JAKARTA – Para investor asing memanfaatkan momentum penurunan harga saham PT Alamtri Resources Indonesia Tbk (ADRO) sebesar 5,28 persen ke level Rp 2.330 guna melangsungkan aksi beli bersih pada perdagangan Selasa (19/5/2026).

Aksi borong terhadap saham berkode ADRO di pasar reguler Bursa Efek Indonesia (BEI) ini membukukan nilai beli bersih (net buy) hingga mencapai Rp 207,4 billion, sebagaimana dilansir dari Investor Daily.

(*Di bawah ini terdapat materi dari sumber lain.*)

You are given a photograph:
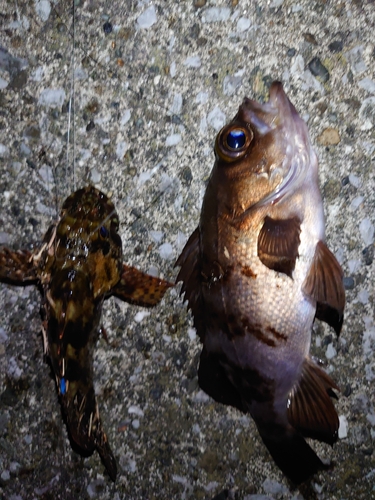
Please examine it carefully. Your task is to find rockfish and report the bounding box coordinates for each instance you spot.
[0,186,172,481]
[176,82,345,484]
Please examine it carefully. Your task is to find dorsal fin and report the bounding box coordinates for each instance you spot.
[302,241,345,335]
[0,248,39,285]
[258,215,301,277]
[288,358,339,445]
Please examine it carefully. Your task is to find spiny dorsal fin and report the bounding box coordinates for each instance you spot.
[288,358,339,445]
[302,241,345,335]
[111,264,173,307]
[258,215,301,277]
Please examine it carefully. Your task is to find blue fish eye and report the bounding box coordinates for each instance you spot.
[60,377,66,396]
[227,129,246,149]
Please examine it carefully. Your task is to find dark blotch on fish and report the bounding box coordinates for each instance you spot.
[176,82,345,483]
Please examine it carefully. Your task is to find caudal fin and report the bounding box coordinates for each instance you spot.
[260,431,329,484]
[259,358,339,484]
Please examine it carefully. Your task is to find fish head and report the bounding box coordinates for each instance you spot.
[50,186,122,299]
[211,82,317,214]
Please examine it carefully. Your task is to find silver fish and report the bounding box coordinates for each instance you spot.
[176,82,345,484]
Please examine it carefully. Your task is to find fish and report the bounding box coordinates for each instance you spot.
[0,185,173,481]
[176,82,345,485]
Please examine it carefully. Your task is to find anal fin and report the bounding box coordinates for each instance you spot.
[258,216,301,277]
[288,358,339,445]
[302,241,345,335]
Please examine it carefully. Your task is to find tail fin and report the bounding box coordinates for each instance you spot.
[259,358,339,484]
[260,431,329,484]
[60,382,117,481]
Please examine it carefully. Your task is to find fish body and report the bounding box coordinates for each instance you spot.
[176,82,345,483]
[0,186,171,480]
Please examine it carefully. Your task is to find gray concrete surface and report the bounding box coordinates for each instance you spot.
[0,0,375,500]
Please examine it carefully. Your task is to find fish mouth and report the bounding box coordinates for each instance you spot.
[239,81,302,135]
[239,81,315,209]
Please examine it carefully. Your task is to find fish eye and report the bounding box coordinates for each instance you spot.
[227,129,246,150]
[215,123,253,163]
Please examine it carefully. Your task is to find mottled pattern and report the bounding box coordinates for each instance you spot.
[177,83,345,483]
[0,186,172,480]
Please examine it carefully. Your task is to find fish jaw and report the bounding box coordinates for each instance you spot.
[211,82,318,216]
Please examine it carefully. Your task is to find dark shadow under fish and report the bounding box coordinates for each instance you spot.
[0,186,172,481]
[176,82,345,484]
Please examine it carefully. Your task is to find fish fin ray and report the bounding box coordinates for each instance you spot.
[259,429,330,485]
[175,227,205,340]
[302,241,345,335]
[288,358,339,445]
[111,264,174,307]
[258,215,301,277]
[0,248,38,285]
[198,347,246,412]
[94,420,117,482]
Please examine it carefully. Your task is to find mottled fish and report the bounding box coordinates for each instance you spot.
[176,82,345,484]
[0,186,172,481]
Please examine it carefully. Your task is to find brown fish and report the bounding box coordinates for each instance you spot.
[176,82,345,484]
[0,186,172,481]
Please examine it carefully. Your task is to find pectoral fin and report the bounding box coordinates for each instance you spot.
[258,216,301,277]
[288,359,339,445]
[112,264,173,307]
[175,227,205,341]
[302,241,345,335]
[0,248,38,285]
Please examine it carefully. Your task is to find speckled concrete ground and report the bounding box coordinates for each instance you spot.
[0,0,375,500]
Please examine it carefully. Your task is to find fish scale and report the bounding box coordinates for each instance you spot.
[0,2,368,498]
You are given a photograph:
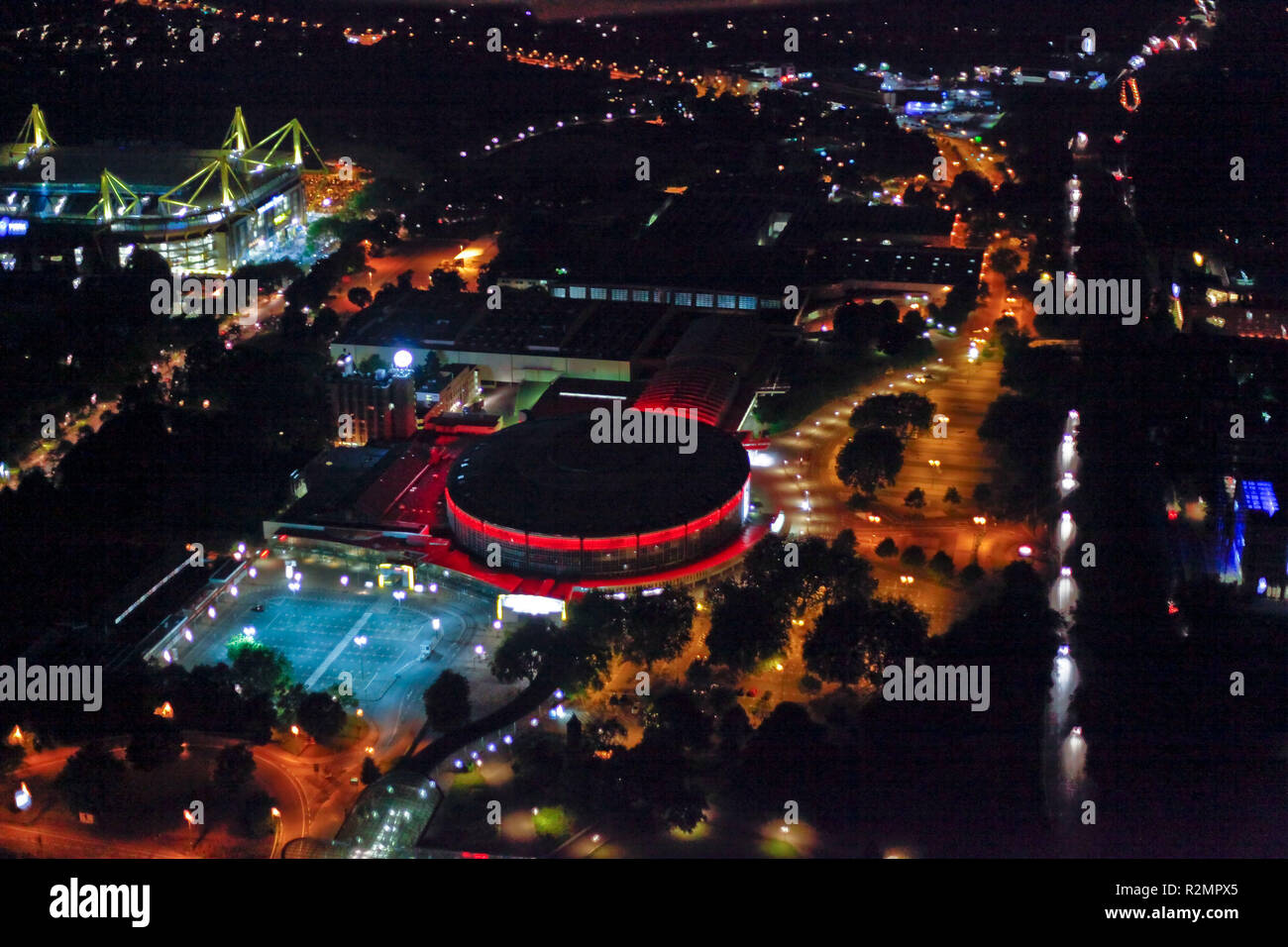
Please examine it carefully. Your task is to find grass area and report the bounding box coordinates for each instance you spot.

Nilai akumulasi pembelian bersih oleh pemodal asing pada saham ADRO tersebut menempati posisi terbesar kedua di bursa, berada tepat di bawah saham PT Merdeka Copper Gold Tbk (MDKA) yang menorehkan net buy asing sebesar Rp 340,7 miliar.

Secara total, investor internasional mencatatkan net buy senilai Rp 261,2 miliar di seluruh pasar BEI pada Selasa (19/5/2026), kendati Indeks Harga Saham Gabungan (IHSG) sedang tertekan dengan merosot 228,5 poin atau 3,46 persen menuju posisi 6.370,6.

Tambahan dari aksi beli ini menjadikan total nilai jual bersih (net sell) investor asing sepanjang tahun berjalan menyusut menjadi Rp 41 triliun mengacu pada data resmi pihak BEI.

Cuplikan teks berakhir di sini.